Aleksandra Dmitrievna tucked it into her pocket and eagerly went in search of her own. “Will I meet the Malkiels, do you think?”
“Of course. We’ll have you for tea.”
“You really think so?” she asked, taking out a card from an engraved silver case and handing it to Berta.
“I’m looking forward to it.”
Berta put the card in her just-in-case bag, where she was bound to lose it. Then she gathered up her things and, after one last good-bye, left the compartment. She could’ve gotten off right there, but instead she chose to walk through the train and exit at the other end.

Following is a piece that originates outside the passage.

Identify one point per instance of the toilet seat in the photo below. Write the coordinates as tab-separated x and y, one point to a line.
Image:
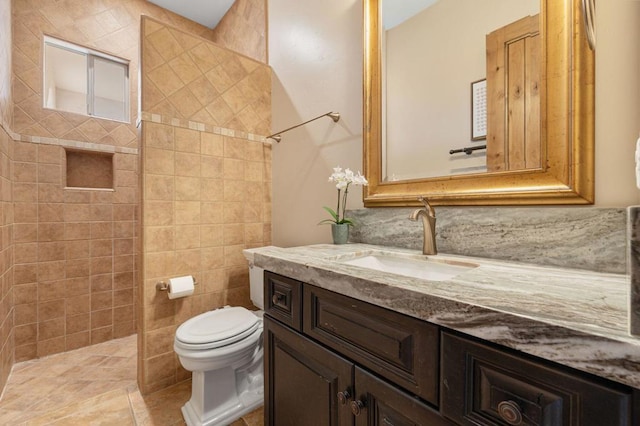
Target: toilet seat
215	329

The minute she stepped off she felt the full force of the Little Russian summer. She had forgotten how hot they could be, how they weighted her limbs and made her clothes stick to her body. She had to find a way to cut this visit short. She wouldn’t last a week in this intolerable hell. Looking past the train station to the dusty road, she thought the heat and flies alone would do her in.

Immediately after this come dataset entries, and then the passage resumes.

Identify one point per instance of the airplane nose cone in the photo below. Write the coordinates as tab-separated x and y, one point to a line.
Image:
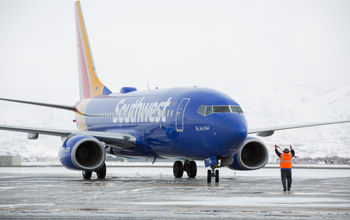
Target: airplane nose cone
233	131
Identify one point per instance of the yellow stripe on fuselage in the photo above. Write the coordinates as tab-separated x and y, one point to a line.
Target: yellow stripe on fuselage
96	86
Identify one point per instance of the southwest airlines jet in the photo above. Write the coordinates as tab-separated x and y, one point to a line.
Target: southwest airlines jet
186	123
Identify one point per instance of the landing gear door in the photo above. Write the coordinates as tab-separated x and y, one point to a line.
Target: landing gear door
180	114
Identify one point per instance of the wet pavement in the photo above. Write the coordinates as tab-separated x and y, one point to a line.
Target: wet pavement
153	193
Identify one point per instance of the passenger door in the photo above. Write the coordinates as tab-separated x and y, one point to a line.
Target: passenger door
180	114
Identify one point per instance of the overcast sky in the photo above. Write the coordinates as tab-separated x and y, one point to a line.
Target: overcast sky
217	44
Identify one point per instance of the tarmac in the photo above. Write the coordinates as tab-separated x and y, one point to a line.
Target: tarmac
153	193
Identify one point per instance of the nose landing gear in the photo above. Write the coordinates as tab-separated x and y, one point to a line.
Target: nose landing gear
189	166
213	173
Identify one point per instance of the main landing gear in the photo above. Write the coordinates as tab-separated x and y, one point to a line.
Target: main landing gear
189	166
101	173
213	173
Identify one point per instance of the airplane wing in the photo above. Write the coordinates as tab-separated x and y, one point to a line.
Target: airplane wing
65	107
265	132
122	140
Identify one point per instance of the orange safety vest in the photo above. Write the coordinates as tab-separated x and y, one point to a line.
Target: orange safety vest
286	160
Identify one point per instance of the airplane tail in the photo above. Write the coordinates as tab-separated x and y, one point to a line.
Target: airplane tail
90	85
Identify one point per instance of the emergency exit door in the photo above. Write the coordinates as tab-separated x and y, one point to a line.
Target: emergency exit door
180	114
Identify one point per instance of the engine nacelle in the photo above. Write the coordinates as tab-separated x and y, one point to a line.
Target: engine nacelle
253	155
82	152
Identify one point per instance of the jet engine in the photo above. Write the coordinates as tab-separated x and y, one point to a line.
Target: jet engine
252	155
82	152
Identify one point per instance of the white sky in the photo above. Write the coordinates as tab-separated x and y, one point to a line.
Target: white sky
217	44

There were several porters leaning up against the little station in the shade and several more sitting on a stone ledge that ran around it. They wore scruffy beards, homespun jackets, dirty aprons, and heavy ropes wrapped around their waists. Berta opened her parasol and motioned one over. They had all been eyeing her, hoping for a little business.

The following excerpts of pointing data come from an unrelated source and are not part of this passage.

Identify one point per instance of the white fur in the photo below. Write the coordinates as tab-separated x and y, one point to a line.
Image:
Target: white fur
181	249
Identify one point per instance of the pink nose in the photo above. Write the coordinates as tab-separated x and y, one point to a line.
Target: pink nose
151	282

“See that Jewish couple standing over there by the first-class carriages ?” she asked, putting a few kopecks in the porter’s palm. “Tell them Berta is here waiting for them at the other end of the train.” He nodded and strode off to do as he was told. She watched while the couple listened to him then turned to search the crowd. When they spotted her the woman came running over, while her husband followed behind at a more measured pace.